Oyeron unos pasos y se quedaron callados. Alexander se puso de pie cuando se abrió la puerta de la celda.

– Cabo -dijo, dirigiéndose a Maikov-, imagine que la vida que ha llevado hasta ahora se acerca a su fin. Imagine que le han arrebatado todo lo que tenía y no le queda nada…

– ¡Salga ya, Belov! -gritó un hombre corpulento, apuntándolo con un Nagant.

– Necesitas el fusil para convencerme -dijo Alexander.

Salió de la celda y la puerta se cerró de golpe detrás de él.

Entró en una de las aulas de la escuela abandonada y se sentó en una silla infantil, frente a un pupitre encarado hacia la pizarra.

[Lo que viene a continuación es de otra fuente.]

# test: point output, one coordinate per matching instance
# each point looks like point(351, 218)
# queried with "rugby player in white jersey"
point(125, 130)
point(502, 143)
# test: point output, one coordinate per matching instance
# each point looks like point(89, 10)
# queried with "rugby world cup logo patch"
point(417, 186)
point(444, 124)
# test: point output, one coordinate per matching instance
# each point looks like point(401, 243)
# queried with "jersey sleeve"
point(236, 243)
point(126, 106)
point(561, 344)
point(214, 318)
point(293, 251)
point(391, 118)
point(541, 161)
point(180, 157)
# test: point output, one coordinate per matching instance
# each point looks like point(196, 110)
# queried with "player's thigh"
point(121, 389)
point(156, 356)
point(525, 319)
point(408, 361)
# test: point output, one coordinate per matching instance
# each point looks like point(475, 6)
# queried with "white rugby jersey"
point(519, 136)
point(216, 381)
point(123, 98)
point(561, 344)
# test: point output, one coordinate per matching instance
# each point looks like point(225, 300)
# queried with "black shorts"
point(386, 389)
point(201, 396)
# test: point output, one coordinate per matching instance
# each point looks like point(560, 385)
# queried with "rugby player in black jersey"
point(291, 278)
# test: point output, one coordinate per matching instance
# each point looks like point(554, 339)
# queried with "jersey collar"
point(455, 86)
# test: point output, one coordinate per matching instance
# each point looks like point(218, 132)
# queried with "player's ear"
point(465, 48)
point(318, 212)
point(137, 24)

Pensó que en cualquier momento aparecería el maestro con un libro debajo del brazo, dispuesto a impartir una clase sobre los desastres del imperialismo.

Pero quienes aparecieron fueron dos milicianos del NKVD. Con ellos había cuatro personas en el aula: Alexander frente al pupitre, un guardián al fondo del aula y los dos agentes detrás de la mesa del profesor. Uno de ellos era calvo y muy delgado y tenía una nariz larga y reflexiva. Se presentó como Riduard Morozov.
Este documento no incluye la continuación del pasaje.